Many experimental wave tanks use force feedback wavemakers, which do absorb waves. When the Edinburgh Wave Power Group developed their wavemakers for their (now ex-) wide tank, force feedback was initially introduced to improve the quality of the waves. Negative feedback ensured that the generated wave was close to the demanded wave, whatever the instantaneous water level on the paddle due to incoming waves radiated by the model or reflected by the facing walls.

How this works is the wavemaking software calculates what force should be experienced on each paddle to generate the desired wave. This is compared to the measured force. The force actually applied works to reduce the difference between the desired and measured force. So during operation the paddles are doing two jobs: they are generating the desired waves, and they are also absorbing the undesired (incoming) waves. At the end of a test run, the demanded force is zero. If the wavemakers are left on, they will continue to absorb waves, acting as 'active beaches'. Active wavemakers are useful when tank testing, as they result in fast 'settling times' between test runs.
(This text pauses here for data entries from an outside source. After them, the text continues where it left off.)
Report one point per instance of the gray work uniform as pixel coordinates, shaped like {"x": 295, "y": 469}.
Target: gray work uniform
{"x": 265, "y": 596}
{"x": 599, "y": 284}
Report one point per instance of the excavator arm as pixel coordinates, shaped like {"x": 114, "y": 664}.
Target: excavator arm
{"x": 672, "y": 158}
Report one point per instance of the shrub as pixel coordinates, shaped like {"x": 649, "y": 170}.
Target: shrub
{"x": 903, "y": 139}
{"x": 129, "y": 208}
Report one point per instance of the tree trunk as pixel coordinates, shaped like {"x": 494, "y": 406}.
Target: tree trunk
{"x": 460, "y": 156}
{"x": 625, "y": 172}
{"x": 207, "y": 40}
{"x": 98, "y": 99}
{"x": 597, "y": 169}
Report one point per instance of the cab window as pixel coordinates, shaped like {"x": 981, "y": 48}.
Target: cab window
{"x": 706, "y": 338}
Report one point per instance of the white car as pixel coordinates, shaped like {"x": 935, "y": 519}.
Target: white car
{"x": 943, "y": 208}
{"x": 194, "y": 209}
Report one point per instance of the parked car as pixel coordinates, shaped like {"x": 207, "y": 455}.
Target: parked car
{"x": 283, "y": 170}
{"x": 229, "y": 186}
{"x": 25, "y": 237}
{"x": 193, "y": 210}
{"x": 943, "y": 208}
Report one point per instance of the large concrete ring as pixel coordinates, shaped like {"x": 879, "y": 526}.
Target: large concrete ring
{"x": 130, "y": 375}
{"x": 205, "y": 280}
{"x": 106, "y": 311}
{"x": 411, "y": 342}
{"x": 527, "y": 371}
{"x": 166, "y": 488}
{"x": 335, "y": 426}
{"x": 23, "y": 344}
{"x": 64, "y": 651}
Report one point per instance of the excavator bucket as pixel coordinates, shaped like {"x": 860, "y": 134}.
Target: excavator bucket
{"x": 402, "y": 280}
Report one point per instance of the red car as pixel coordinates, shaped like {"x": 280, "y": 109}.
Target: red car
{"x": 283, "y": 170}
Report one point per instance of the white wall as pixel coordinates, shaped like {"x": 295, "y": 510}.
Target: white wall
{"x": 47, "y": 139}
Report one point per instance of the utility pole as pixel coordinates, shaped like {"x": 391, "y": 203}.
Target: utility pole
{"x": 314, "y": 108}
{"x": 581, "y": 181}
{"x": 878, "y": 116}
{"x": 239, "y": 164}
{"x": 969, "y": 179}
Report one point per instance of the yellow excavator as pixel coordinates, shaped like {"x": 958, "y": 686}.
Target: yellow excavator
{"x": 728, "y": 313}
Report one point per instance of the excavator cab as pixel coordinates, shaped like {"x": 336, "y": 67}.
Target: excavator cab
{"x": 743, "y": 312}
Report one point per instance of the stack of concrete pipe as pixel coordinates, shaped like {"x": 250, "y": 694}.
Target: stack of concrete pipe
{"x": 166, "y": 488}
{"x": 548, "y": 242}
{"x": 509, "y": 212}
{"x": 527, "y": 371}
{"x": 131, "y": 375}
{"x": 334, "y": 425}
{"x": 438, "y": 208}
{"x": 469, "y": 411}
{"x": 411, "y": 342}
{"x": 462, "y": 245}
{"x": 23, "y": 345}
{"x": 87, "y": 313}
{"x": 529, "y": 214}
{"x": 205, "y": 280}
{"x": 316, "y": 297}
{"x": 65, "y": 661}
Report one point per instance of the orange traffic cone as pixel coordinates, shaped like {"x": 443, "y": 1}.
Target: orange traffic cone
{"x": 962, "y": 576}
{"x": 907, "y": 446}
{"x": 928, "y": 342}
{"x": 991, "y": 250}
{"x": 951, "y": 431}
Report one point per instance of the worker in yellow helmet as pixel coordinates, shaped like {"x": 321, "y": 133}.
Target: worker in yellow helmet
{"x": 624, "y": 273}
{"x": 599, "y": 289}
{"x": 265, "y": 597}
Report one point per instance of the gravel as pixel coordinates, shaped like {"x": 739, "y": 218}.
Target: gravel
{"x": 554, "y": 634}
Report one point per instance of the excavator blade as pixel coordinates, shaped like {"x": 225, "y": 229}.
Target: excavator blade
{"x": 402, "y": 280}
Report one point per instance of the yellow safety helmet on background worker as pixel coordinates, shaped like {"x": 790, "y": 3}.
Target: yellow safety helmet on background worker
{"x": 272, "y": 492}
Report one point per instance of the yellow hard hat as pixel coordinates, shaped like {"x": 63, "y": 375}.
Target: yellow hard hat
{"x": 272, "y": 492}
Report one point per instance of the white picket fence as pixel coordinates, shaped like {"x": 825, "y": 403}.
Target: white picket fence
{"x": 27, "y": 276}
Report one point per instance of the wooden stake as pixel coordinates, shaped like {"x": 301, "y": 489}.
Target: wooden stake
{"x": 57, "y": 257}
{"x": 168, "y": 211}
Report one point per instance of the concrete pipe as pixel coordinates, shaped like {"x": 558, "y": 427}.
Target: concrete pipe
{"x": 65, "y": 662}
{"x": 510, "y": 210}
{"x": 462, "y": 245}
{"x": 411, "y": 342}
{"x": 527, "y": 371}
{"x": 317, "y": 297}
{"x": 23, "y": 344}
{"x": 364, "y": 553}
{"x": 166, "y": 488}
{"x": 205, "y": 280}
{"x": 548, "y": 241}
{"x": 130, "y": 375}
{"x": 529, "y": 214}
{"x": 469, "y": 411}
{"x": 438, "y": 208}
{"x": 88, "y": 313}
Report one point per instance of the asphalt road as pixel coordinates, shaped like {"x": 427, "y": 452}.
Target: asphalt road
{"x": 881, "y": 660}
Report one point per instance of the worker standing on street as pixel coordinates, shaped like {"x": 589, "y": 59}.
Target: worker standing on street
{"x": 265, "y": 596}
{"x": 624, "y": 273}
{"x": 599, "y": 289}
Tanks without absorbing wavemakers take longer for waves to die down between runs.

One of the reasons why the absorbing wavemakers by Edinburgh Designs operate well as wave absorbers over a wide range of frequencies is that the feedback force they use to absorb the waves is proportional not only to velocity, but has components proportional to mass and spring. A control engineer might call this PID (proportional integral differential) feedback; in wave power this is referred to as 'reactive control'. This means that sometimes the motion of the wavemakers is resisted (external force applied in opposite direction to wavemaker velocity), and sometimes their motion is spurred on (external force applied in the same direction as wavemaker velocity).




What would be needed to do to turn a wavetank into a WEC? 

 

  • Scale it up: As a rough indication, if the paddles at ECN (see figure above) are good for 10th scale tests of the waves we are targeting, the flaps will need to be 10 times bigger. Perhaps it is more economic to be more inefficient in bigger waves (load shedding) – in that case, use smaller paddles (say 3 times bigger than the ECN paddles?).
  • Turn the tank inside out: line 3 sides of an oil-rig with flap wave makers, ensuring that a significant potion of the directional resource would be captured. Rounded corners of the bank of paddles could be beneficial.
  • Stationary panels below the paddles may be required if the paddles do not extend to the depth of the target waves – this will increase the terminator effect. On the other hand, allowing bigger waves to pass underneath could be a useful load-shedding mechanism.
  • Reconsider the scaled-up design: the implementation of PTO and physical spring might need to be reconsidered due to the size change.
  • Keep the force-feedback: it has been tried and tested in tanks for decades, and will allow absorption from short-crested seas from a range of incidences.
  • Reconsider reactive control: In wavemakers, inefficiency due to reactive control is not an issue, as the aim is to cancel the incoming wave rather than extract power from it. When capturing wave power however, the power gains of reactive control must be weighed up against the losses due to inefficient power chains. For cost effectiveness, it might be necessary to reduce the reliance on reactive control: this could be done by changing the design of the paddles, or by controlling paddle characteristics during operation, for example physical spring, or immersion depth.
  • Find a way of resisting loads in high energy sea states. One option is to raise the paddles above the splash-zone. Such a mechanism would in any case be useful for accessing the paddles for maintenance (as is done with Marine Current Turbines; see below), for adjusting to changing tidal levels, and for adjusting paddle immersion for control. Another consideration is the position of stationary panels below the wavemakers.

 


Comments from Edinburgh Designs


We have been asked about this in the past by people who have seen our tanks working, and the two main reasons as I see it why there are no wave power devices like this are, firstly economic (the design of the machine is actually fairly complicated compared to many of the existing wave power devices, and there is probably a lack of sites for such machines) and secondly survivability (as you say in your last point) - the machines can only absorb waves up to a certain size before they run out of motion.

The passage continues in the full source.